I Hate Chain Letters

I

ELSIE BORDEN
<Contributor>

I cannot express in words how much I hate chain letters. Even during the halcyon days of the internet, when gopher was a legitimate protocol and Pine was the email client of choice, there loomed the plague of the chain letter: an abomination born of pipe dreams, superstition and ignorance. By preying on humanity’s most mundane hopes and fears, these cursed entities propagated themselves throughout mankind’s digital memory and wasted precious moments of our lives that could have otherwise been spent productively (on endeavours such as Facebook and Angry Birds).

To eradicate evidence of their existence, I’ve set up elaborate email filters that algorithmically detect and sent into digital purgatory any incoming mail that vaguely resembles a chain letter. For the low price of £10 (S&H not included) and occasionally losing an email of actual importance, you too can achieve protection from chain letters.

To my chagrin, a chain letter of the sneaky variety circumvented my security measures and infiltrated my inbox on September 12th. Beyond the knee-jerk reaction of wondering how much I owed myself in damages, I couldn’t help but to notice the chain letter was overtly Islamophobic.
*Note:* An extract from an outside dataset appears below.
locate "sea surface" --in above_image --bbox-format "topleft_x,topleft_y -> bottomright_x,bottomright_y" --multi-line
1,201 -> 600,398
The crux of the email is that a store owned by Muslims in Houston, Texas posted the following sign on its door: “We will be closed on Friday, September 11, 2009 to commemorate the martyrdom of Imam Ali”. The malicious email then went on spew out two inflammatory falsehoods: 1) Imam Ali was one of the terrorists responsible for the September 11 World Trade Center attack and 2) schools in the UK ceased teachings on the Holocaust for fear of offending Muslims.

Cursing under my breath over the amount of Angry Birds study time I’d be losing out on, I decided to investigate what the blazes really happened. The removal of the Holocaust from the educational curriculum is just hogwash and not even worth addressing.

It turns out that the sign and picture are real. However, Imam Ali is actually a 7th century religious figure, the first Imam according to adherents of Shi’a Islam and wasn’t alive for the Gunpowder Plot, much less the Sept. 11 attacks. Imam Ali’s death occurred on the 21st day of Ramadan, and his contributions are thus celebrated on that day by Shi’a Muslims. The lunar calendar is used to figure out when Ramadan occurs, and because there’s only 354 or 355 days in the lunar year, it occurs roughly 11 or 12 days earlier every year when marked on the Gregorian calendar. It just so happened that the 21st day of Ramadan fell on September 11 in 2009.

The shop owner went so far as to apologize for the confusion and added a blurb about who Imam Ali was for future signs. Islam is Peace after all.

What is worth contemplating is how ignorance and fear are being used to propagate chain letters. The only weapons we have against these abominations are the light of reason and earnest attempts to understand those who we may fear. Only then can we slay the foe that are chain letters.